Friday, March 6, 2009

The Market, Continued . . .

   I know, you are thinking, what a glutton for punishment I must be.   But in Saint Marc (Sen Mak in Créole) everything is for sale in the market.   If you want a mattress, you buy it in the market. Tools, wiring, shoes, shoe repairs, a baby bathtub or baby walker, all your clothing, a cooking pot, a lamp, a plastic lawnchair, canned milk, powdered milk, padlocks, schoolbooks. There are vendors everywhere selling schoolbooks.  Schoolbooks in Haiti follow a national curriculum. Everyone does the same thing, as near as I can tell.  I only realized last week that all their books were on sale in the market, and I bought the seventh grade science books.  So this week I decided to buy the third and fourth grade science book, as well as the fifth/sixth grade one.  And I also bought the beginning reader series, called "The Joy of Reading."

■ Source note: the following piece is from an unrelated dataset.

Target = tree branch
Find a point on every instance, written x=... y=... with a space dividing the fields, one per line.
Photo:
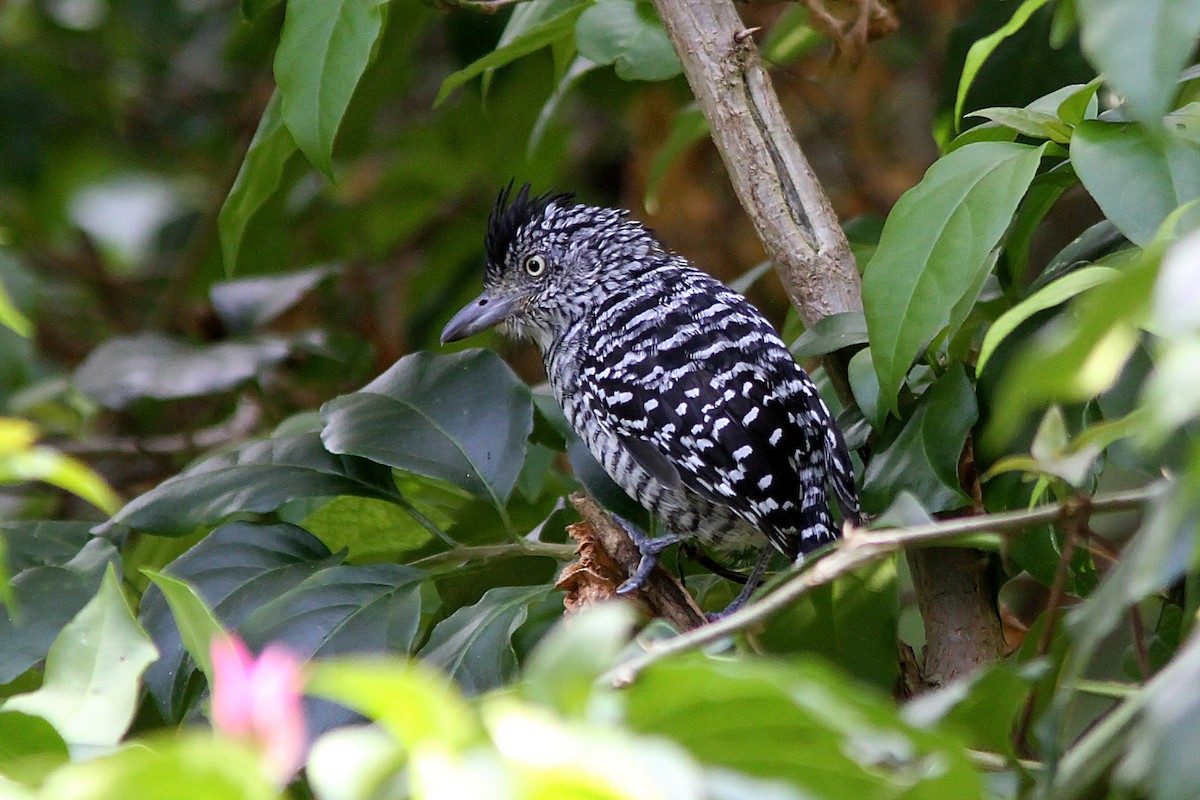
x=862 y=547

I had such a nice conversation with the guys from whom I bought the science books last week, that I decided to go back to them.  On the way there, as I passed some other book sellers, I asked about the Joy of Reading.  One guy quoted me 75 Gdes, like $1.90US, until his boss came back and said, "Oh, no! 100 Gdes!"  I put it down and kept walking.
In the end I probably paid a little too much, but my guys were very helpful and explained some things.  When they gave me my change, I received a 5 Gd piece that was also burnished, almost flat, like the other one. I said, "Is that any good? Someone told me they weren't any good."  "Oh, sure, it's good.  See, it's still yellow."  
I had the bad one in my purse and got it out to show them.  I told them my story about the market ladies and they laughed.  Turns out it's the color that is bad.  The government used inferior metal to make them and they did not keep the yellow color, and now some people refuse to accept them.  I said, "But a coin is a coin. It's not your fault if you got it in change. What do you do with it?"  They said a bank would exchange it for me.  "And would they also change those nasty bills that are so brown you can't see if they are 20 or 50 Gdes?"  They told me a bank would exchange those, too.  
This is good to know, because I am sure you gather by now that the money that is on its last legs is still good enough to be handed out one, more, time, to me, but not quite good enough to be accepted from me for the next purchase. I am waiting for the day one of my cruddy brown paper Gourde notes gets turned down.  The ones in the picture in the previous post are worn, but you can read them.  When I think one is so filthy and illegible that I don't even want to touch it, I ask them for a different one.  But the answer is always, "Ce n'est pas possible," because the cash register, malheureusment, is already shut!